The longer I dove, the more I saw the world change. The battles for silicon became more and more brutal. After generations of divers picking and pulling, the underwater silicon supply dwindled. And eventually, so did the scrappers, and by our own hand, no less. The demand for black market silicon was so high by this time that almost none of us dove anymore. Instead, many scrappers started raiding ‘live’ craft - that is, working craft with people onboard - or even civilian seasteading settlements. Piracy, basically. It was a free-for-all, and no one was safe anymore. I am ashamed to admit I raided a civilian craft myself, but after the first one, I couldn’t do it again.

So, after that last scavenging tour of many months afield with little to show for it, I put my gun away for the last time. I left my crew, and decided to make my way back to Midway for good. I’d find some way to make myself useful, I figured. To live out my days back home was worth the shame of giving up diving early. It was high time I retired anyway, I thought, I was getting older and I had so many half - healed injuries I couldn’t swim anymore like I once could. I wanted to find a partner, have a family. See my siblings and my parents. I wanted to float in the lagoon.

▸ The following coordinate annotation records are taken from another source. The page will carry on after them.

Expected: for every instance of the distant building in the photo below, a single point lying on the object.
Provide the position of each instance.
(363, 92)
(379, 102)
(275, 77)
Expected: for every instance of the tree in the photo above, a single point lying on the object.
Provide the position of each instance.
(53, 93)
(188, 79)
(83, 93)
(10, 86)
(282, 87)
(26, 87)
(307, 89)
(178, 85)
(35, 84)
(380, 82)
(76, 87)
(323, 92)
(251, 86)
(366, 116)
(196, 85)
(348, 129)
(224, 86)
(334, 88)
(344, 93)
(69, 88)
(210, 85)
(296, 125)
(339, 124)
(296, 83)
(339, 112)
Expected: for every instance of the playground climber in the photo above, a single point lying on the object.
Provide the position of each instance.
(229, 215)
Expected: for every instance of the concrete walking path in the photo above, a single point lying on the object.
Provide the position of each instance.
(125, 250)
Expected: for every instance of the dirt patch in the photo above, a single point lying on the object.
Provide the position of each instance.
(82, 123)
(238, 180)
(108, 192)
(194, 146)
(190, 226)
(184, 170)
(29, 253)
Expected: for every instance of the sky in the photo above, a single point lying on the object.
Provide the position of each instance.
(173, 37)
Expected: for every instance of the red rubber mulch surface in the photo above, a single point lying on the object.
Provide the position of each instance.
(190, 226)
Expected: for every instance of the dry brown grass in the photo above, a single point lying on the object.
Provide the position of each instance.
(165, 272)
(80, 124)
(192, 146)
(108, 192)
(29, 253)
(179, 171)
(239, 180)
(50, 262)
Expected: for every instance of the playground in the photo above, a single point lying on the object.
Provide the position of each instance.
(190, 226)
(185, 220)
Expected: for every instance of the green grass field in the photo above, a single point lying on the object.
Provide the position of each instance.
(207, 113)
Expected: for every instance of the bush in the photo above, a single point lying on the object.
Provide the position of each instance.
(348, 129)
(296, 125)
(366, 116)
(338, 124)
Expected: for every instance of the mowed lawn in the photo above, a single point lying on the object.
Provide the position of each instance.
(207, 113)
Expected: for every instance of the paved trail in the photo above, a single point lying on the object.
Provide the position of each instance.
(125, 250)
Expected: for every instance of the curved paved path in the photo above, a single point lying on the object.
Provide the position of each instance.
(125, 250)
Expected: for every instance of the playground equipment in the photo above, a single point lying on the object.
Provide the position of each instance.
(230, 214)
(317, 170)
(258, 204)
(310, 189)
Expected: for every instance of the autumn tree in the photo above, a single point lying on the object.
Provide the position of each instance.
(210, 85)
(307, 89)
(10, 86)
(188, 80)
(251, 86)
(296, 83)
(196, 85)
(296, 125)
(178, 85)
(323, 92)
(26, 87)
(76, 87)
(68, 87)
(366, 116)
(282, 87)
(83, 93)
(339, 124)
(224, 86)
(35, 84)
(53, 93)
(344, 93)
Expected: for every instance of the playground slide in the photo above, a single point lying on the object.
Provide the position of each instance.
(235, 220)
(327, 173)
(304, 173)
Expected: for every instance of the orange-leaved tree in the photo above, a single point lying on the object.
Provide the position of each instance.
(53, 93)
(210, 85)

But it was not to be. I never made it back. Why? Well - first I was arrested for piracy and illegal scrapping, tried, and then I went to international maritime prison for a while. Lots of us did, thanks to a joint international government crackdown on the great Pacific war for silicon. I saw quite a few familiar faces in that place, some I’d even shot at before. After that, I tried to get a job on the mainland to earn my passage home, but one thing led to another and I wound up in jail again, for thieving that time. After that, another stint for smuggling, and so on. You get the idea. I just had no idea how to hold a regular job. All the skills I spent my life perfecting were completely useless to me on the mainland. I realize now with much sadness that I’ve spent more time incarcerated on the mainland than I ever did on my lost Island home, and now it’s gone. The last I heard, they razed it and drove megapiers into the coral bed - my guess is it will be another massive seastead before long. And nowadays, the silicon scrapping is done by licensed government subcontractors.

I guess one upside is that, at least in prison, I learned how to read, which I greatly enjoyed and which let me write this card - by hand! - to you.

The only picture of Midway I have is this card, upon which I’ve written this letter. I don’t know when you may find this, but in my time, paper is rare. And I want you to see what my home looked like. From the time I started diving, I’ve carried this card with me as a good luck charm. It may not have kept me out of prison, but I think it did keep me alive long enough to write this, as I am very likely one of the last of my kind. Turn it over and give it a good hard look for me. Off to the right you can see the lagoon - do you think our Goddess statue is still there?

Thank you for taking the time to remember with me.